Albert J. Banes, PhD
University of North Carolina School of Medicine
Dr. Albert Banes is the President of Flexcell International Corporation in Hillsborough, NC, and Professor in the Joint Department of Biomedical Engineering at the University of North Carolina (UNC) at Chapel Hill and North Carolina State University. Dr. Banes has published 109 scientific articles and has 39 patents in his name. In 2007, Dr. Banes was elected as a Fellow of the American Institute for Medical Biological Engineering. Prior to joining the Biomedical Engineering faculty, Dr. Banes was a Professor in the Department of Orthopaedics at UNC for 10 years. Dr. Banes has worked in the field of Cytomechanics for over 20 years where he has developed enabling technology for research to mechanically stimulate cells in two- and three-dimensional culture via application of tensile strain, compression, and fluid shear stress.
He received his Ph.D. from Virginia Commonwealth University in Molecular Virology, his M.S. from the University of Richmond in Developmental Biology, and his B.A. from Lehigh University in Biology.
Mary F. Barbe, PhD
Temple University, Philadelphia, PA, USA
Dr. Mary Barbe received her B.A. in Biology from the University of North Carolina at Greensboro, and then a PhD in Anatomy from Wake Forest University in North Carolina, USA. She completed a post-doctoral fellowship in developmental neuroscience research at Medical College of Pennsylvania in Philadelphia in 1990. She is currently a Professor with tenure in the Department of Anatomy and Cell Biology at Temple University School of Medicine, in Philadelphia, PA. Dr.
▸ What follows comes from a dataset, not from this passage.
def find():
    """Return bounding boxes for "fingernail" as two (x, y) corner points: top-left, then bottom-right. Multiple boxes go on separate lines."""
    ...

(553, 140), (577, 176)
Barbe has received four teaching awards during her years at Temple University, including the Lindback Foundation Award for Distinguished Teaching in 2008. Dr. Barbe, in collaboration with Dr. Ann E Barr, developed a rat model of cumulative trauma disorder in which rats perform repetitive, forceful upper limb tasks. This model is used to examine the exposure-response relationship between motor task repetition rate and force and physiological and behavioral indicators of injury. Her findings have lead to studies examining biomarkers of inflammation in serum and synovial fluids of patients with overuse injuries. Dr. Barbe is currently funded by CDC-NIOSH, NIH-NIAMS, NIH- NINDS, and Foundation for Cerebral Palsy.
Gerald H. Pollack, PhD
University of Washington, USA
Gerald Pollack received his doctorate in biomedical engineering from the University of Pennsylvania in 1968. He then joined the University of Washington faculty and is now professor of Bioengineering.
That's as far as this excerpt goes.